TRENDS IN GENETICS, published by CELL PRESS, is a leading journal in the field of genetics, recognized for its significant impact on research and advancements in the discipline. With an impressive Scopus ranking of #10 out of 347 in the category of Genetics and a 97th percentile ranking, this journal stands as a premier platform for publishing innovative, high-quality articles that shape the future of genetic research. Since its inception in 1985, TRENDS IN GENETICS has been at the forefront of the genetic sciences, continuously disseminating crucial findings while maintaining a strong commitment to scientific rigor and integrity. Although it does not currently offer open access options, its rigorous peer-review process ensures that only the most relevant and groundbreaking studies make it to publication. Scholars and practitioners in genetics will find this journal to be an invaluable resource for keeping abreast of the latest developments, trends, and methodologies that drive the field forward.

Human Gene is an innovative open access journal published by ELSEVIER, dedicated to the ever-evolving field of genetics. Established in 2022, this journal serves as a vital resource for researchers, professionals, and students alike, aiming to facilitate the dissemination of groundbreaking research and advancements in both basic and clinical genetics. With an ISSN of 2773-0441, Human Gene focuses on providing a platform for high-quality studies that investigate genetic mechanisms, their implications in health and disease, and novel therapeutic strategies. The journal currently holds a Q4 ranking in both Genetics and Clinical Genetics categories, reflecting its emerging status within the scientific community, and strives to enhance its impact to better serve an engaged audience. With its base in Amsterdam, Netherlands, Human Gene is committed to making research accessible through its open access model, inviting contributions that advance our understanding of human genetics and foster collaboration across disciplines.

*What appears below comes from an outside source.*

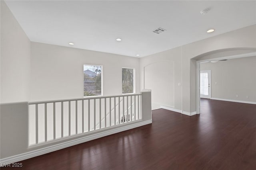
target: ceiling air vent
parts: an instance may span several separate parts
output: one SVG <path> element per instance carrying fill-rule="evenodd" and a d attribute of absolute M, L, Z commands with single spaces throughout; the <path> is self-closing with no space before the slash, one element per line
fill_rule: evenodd
<path fill-rule="evenodd" d="M 166 31 L 166 29 L 164 29 L 163 28 L 162 28 L 159 27 L 158 27 L 158 28 L 154 29 L 152 32 L 153 33 L 155 33 L 156 34 L 159 34 L 162 32 Z"/>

Frontiers in Genetics is a premier academic journal dedicated to advancing the field of genetics through high-quality, peer-reviewed research. Published by FRONTIERS MEDIA SA in Switzerland since 2010, this Open Access journal provides a platform for researchers and practitioners to disseminate innovative findings across various subfields, including clinical genetics and molecular medicine. With a notable emphasis on interdisciplinary approaches, the journal holds a strong position in the academic landscape, achieving Q2 rankings in key categories such as Genetics and Molecular Medicine in 2023. Not only does Frontiers in Genetics contribute to the scholarly dialogue by publishing impactful studies, but it also promotes accessibility to vital research, ensuring that knowledge is available to a global audience. This journal is a vital resource for researchers, professionals, and students looking to stay at the forefront of genetic discoveries and their applications, reflective of its engagement with contemporary challenges in genetics and healthcare.